Decoder
Decoding Tool Use Patterns
Jan 20, 2026


A systematic breakdown of how AI agents select, invoke, and chain tools to accomplish tasks that no single tool could handle alone.
Tool use in agentic systems transforms abstract reasoning into concrete action: queries become API calls, intentions become file operations, and plans become executable workflows. This translation serves a precise function — it bridges the gap between what an LLM can reason about and what it can actually accomplish in the world.

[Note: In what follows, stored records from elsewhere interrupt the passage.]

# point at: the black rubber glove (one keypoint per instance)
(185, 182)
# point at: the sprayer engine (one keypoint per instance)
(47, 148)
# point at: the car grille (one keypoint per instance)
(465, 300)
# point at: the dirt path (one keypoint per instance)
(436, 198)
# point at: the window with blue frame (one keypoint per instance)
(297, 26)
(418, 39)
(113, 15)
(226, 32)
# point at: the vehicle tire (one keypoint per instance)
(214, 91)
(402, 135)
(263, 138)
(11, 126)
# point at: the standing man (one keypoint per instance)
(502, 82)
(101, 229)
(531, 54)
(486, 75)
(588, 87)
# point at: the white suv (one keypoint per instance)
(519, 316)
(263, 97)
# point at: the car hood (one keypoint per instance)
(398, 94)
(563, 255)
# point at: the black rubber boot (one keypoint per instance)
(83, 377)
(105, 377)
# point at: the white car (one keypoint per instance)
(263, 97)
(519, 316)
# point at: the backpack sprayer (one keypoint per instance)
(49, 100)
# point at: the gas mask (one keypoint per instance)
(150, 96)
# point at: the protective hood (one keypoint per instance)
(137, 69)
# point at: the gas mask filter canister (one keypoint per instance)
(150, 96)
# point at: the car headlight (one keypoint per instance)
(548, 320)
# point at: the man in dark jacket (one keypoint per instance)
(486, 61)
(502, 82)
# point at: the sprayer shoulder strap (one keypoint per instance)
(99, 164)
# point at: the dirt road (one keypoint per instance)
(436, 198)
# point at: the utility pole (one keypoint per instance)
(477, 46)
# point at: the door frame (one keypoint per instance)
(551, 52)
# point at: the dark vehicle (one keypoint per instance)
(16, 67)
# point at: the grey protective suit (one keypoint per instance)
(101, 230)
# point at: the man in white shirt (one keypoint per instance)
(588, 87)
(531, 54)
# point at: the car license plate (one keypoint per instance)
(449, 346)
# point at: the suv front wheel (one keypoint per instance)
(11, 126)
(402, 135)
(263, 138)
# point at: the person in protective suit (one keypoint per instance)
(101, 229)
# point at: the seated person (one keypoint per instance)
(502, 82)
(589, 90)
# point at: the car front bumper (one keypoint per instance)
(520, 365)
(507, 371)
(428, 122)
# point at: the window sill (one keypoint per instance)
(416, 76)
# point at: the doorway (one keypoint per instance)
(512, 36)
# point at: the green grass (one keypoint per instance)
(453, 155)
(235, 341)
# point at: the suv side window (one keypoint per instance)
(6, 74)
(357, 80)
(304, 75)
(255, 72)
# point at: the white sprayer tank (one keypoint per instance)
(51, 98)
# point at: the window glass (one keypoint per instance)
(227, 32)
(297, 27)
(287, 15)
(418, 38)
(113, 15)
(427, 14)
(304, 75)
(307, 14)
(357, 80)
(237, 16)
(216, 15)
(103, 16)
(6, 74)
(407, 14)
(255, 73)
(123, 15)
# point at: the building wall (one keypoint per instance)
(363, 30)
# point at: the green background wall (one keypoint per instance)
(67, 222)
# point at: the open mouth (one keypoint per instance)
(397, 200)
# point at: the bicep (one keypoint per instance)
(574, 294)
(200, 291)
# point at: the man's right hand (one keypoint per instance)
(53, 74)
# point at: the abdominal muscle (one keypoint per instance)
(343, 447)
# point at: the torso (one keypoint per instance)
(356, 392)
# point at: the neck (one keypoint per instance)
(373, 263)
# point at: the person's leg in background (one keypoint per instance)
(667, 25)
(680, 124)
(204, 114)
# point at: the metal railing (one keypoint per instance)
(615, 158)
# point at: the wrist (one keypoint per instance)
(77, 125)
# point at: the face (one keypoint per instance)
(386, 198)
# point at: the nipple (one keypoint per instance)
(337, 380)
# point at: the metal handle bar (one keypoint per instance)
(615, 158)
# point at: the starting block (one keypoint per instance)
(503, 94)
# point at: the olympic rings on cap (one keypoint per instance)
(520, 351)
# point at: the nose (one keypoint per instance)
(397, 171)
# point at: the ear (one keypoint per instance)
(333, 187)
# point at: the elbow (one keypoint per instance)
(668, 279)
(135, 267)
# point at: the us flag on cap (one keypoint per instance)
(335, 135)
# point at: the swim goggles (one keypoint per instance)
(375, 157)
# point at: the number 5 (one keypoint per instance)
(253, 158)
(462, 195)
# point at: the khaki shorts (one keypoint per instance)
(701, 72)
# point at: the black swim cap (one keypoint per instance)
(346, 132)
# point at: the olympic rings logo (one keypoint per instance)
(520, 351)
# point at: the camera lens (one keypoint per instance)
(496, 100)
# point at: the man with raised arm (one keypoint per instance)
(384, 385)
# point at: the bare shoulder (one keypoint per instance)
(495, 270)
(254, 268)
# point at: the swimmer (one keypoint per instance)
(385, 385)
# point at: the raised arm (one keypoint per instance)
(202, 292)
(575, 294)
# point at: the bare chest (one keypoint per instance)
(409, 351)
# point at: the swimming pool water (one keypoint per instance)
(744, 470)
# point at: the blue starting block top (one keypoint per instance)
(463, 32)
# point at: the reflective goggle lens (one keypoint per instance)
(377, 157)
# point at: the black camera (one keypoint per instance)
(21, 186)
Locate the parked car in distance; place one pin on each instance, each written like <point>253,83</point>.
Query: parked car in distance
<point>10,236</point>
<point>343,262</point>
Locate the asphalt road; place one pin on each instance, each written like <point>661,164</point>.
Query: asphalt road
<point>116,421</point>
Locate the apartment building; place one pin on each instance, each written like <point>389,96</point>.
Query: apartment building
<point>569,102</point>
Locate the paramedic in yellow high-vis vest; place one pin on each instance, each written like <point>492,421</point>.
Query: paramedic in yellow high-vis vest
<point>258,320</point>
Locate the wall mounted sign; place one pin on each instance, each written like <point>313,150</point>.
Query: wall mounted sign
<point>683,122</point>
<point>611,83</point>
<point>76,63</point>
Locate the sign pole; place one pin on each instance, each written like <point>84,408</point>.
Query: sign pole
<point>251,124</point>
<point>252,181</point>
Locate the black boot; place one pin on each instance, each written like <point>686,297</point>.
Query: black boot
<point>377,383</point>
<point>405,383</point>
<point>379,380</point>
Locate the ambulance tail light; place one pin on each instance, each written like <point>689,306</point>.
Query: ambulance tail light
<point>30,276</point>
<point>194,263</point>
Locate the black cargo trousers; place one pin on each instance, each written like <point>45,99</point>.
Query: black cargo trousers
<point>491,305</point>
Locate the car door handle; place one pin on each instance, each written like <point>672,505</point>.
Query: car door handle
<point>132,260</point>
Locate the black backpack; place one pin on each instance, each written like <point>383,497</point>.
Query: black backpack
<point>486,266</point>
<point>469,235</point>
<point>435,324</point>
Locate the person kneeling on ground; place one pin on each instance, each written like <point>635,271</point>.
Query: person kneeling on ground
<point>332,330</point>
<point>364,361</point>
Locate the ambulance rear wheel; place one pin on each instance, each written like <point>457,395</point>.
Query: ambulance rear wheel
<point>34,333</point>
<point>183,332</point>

The pattern is remarkably consistent across agent frameworks. When an agent encounters a complex task, it never attempts it monolithically. It decomposes, delegates, and sequences. Each decomposition adds another layer of abstraction between the original request and its execution. By the time the tools are invoked, the original intent has been refined through multiple reasoning steps.
The ReAct pattern identified this mechanism in 2022, but tool use has evolved far beyond what early frameworks imagined. Modern tool use does not merely execute — it actively reasons about execution. Reflection transforms errors into learning. Chaining transforms single actions into workflows. Parallel execution transforms sequential bottlenecks into concurrent operations.
Consider the phrase "the agent used a tool." The construction is revealing. "Used" implies simple invocation, a single action — as if the agent merely called a function. But effective tool use involves selection from alternatives, parameter construction, output interpretation, error handling, and result integration. The entire process is a sophisticated reasoning chain presented as a simple action.
The most powerful category of tool use is compositional — where agents combine multiple tools into novel workflows that were never explicitly programmed. "Search, then summarize, then write" — these compound patterns emerge from the agent's reasoning rather than from hard-coded pipelines. When an agent discovers that it can chain tools in new ways, it ceases to be a simple executor and begins to exhibit genuine problem-solving behavior.
Decoding tool use patterns is not merely an exercise in system design. It is a practice of understanding autonomous behavior. Every time we trace an agent's tool selection back to its reasoning chain, we gain insight into how these systems make decisions — and where those decisions can go wrong.
The decoder's task is not skepticism but precision. The goal is not to distrust agent behavior but to understand it — to ask, each time, "Why did the agent choose this tool, and what alternatives were available?" That question, simple as it sounds, is the one that separates robust agent design from fragile automation.